Her mevsim kendine özgü güzellikler taşıyor.
Sağlığı yerinde olan her insan bu güzellikleri fark ederek yaşamalı.
Kış mevsimi soğuğuyla, kestanesiyle, yağan
lapa lapa karıyla, kar tatiliyle, sömestr tatiliyle, kardanadam yapmayla,
kızağıyla, kayağıyla ayrı bir alem. İlkbahar canlanan tabiat, çiçeklenen
ağaçlar, papatyalar, mimozalar,laleler, güller, erguvanlar. Evden çıkma zamanı.
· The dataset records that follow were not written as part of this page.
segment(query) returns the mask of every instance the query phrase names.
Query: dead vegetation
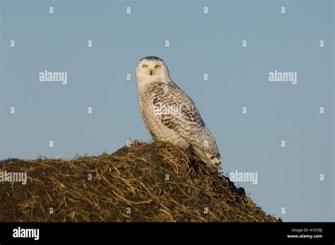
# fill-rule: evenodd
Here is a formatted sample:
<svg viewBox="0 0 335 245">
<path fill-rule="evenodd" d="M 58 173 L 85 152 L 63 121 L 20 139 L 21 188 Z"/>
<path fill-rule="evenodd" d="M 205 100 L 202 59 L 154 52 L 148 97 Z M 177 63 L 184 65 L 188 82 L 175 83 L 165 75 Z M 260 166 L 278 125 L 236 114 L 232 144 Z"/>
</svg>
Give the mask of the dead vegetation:
<svg viewBox="0 0 335 245">
<path fill-rule="evenodd" d="M 28 181 L 0 182 L 1 222 L 281 221 L 165 143 L 136 141 L 111 155 L 70 160 L 11 158 L 0 161 L 4 170 L 26 172 Z"/>
</svg>

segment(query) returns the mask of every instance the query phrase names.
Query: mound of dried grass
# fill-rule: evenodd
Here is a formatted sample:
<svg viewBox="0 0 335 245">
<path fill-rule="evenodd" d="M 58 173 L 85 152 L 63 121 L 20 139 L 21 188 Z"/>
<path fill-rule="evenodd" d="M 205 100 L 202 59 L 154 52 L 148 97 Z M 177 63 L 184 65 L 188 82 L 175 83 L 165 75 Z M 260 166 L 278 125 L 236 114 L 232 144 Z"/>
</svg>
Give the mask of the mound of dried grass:
<svg viewBox="0 0 335 245">
<path fill-rule="evenodd" d="M 280 220 L 187 150 L 161 142 L 71 160 L 8 159 L 1 170 L 28 174 L 25 185 L 0 182 L 2 222 Z"/>
</svg>

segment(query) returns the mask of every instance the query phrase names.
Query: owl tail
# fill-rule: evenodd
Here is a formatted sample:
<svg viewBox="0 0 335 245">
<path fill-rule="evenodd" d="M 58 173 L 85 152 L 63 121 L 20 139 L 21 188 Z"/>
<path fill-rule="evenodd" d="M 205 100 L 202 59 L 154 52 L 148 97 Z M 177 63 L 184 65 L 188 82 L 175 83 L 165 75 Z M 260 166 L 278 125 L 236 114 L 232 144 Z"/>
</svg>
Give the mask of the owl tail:
<svg viewBox="0 0 335 245">
<path fill-rule="evenodd" d="M 193 152 L 197 155 L 207 166 L 210 167 L 215 167 L 218 171 L 222 169 L 222 163 L 220 160 L 211 153 L 205 152 L 196 146 L 192 146 Z"/>
</svg>

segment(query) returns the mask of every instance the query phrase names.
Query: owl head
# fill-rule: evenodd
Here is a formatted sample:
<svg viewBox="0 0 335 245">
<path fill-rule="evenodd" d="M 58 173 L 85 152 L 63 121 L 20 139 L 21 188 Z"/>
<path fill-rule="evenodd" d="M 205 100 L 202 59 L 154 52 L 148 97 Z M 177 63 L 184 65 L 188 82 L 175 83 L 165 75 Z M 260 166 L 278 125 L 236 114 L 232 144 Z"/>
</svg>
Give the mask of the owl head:
<svg viewBox="0 0 335 245">
<path fill-rule="evenodd" d="M 163 59 L 155 56 L 141 59 L 137 63 L 135 77 L 139 85 L 143 82 L 150 83 L 170 80 L 169 70 Z"/>
</svg>

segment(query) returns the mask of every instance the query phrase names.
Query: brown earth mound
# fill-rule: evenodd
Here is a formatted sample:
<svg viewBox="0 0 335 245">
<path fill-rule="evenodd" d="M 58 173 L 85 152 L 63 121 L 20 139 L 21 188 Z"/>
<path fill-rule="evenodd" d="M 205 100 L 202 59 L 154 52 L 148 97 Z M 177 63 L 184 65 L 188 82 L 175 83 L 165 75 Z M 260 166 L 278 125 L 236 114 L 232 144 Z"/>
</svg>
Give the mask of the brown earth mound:
<svg viewBox="0 0 335 245">
<path fill-rule="evenodd" d="M 109 155 L 8 159 L 0 172 L 1 222 L 276 222 L 228 178 L 187 150 L 135 141 Z M 3 174 L 4 175 L 4 174 Z"/>
</svg>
Yürüyüşler yapma, pikniğe çıkma zamanı. Seyahatler için de en uygun
mevsim.
Yaz sıcağıyla, tatiliyle, deniziyle,
bolluğuyla, bereketiyle güzel. Tatilde gelen torunlarla, misafirlerle,
evlatlarla güzel. Sonbahar değişen tabiat manzaralarıyla, soğuyan
havasıyla, gidilen kaplıcalarıyla, yapılan kış hazırlıklarıyla bir başka
güzel...Telaşlı koşuşturmalı geçen metropol hayatı içinde bu güzellikleri
görmeden fark etmeden günler aylar yıllar, işten eve, evden işe yada neyse
mecburiyetler ve meşguliyetler içinde hızla akıp gidiyor. Ben şahsen böyle
düşünüyorum.
Mevsimine göre zamanımı değerlendirdiğimi düşünmekle birlikte şimdi diyorum ki
keşke herşeyi daha bir dolu yaşasaydım. Şimdi mevsimler değişiyor. Ben de;
hızla direnmeme rağmen maalesef ben de değişiyorum. Kış mevsimi dört gözle
beklediğim kayak tatilimiz artık yok. Sağlık durumum kayağa uygun değil.İlkbaharın
güzelliğini parklarda görebiliyorum. Keyfimce gönlümce uzun yürüyüşler
yapamıyorum. Seyahate çıkarken istediğim yere değil, bana uygun olan yerlere ve
mutlaka biriyle gitmem gerekiyor.Yaz mevsiminde çok sevdiğim denizin bile
tadını tam çıkaramıyorum. Sanki kollarım bacaklarım beni dinlemiyor. Mevsimler
değişiyor. Ben de değişiyorum. Şimdi Sonbahar’dayız ve haliyle kapanan havayla
insanı da ister istemez bir melankoli sarıyor. Çocuklar okula başladığı için
yazlıklar boşalıyor ama öte yandan şehir ve trafik giderek doluyor ve çekilmez
hale geliyor. Balıkçıların bayram ettiği bir mevsim. Palamut ve istavrit
zamanı. Beyler avda, hanımlar şehirde torun peşinde. Eskiden sonbaharı
daha çok severdim. Yağmurda yürüyüş yapmayı çok severim. Şimdi bana şömine
başında kitap okumak düşüyor. Ayak uydurabilmek için değişmem
gerekiyor.
Sevdiğim terk etmek zorunda kaldığım şeylere
üzülmek yerine yapabileceğim yeni şeyler bulup onları sevmeli ve yapmalıyım
diye düşünüyorum. Arayan insana hayat her zaman değişik alternatifler
sunabiliyor. Yeter ki; hayatın yaşanmaya değer olduğunu unutmayalım ve
içimizdeki yaşam sevincini kaybetmeyelim.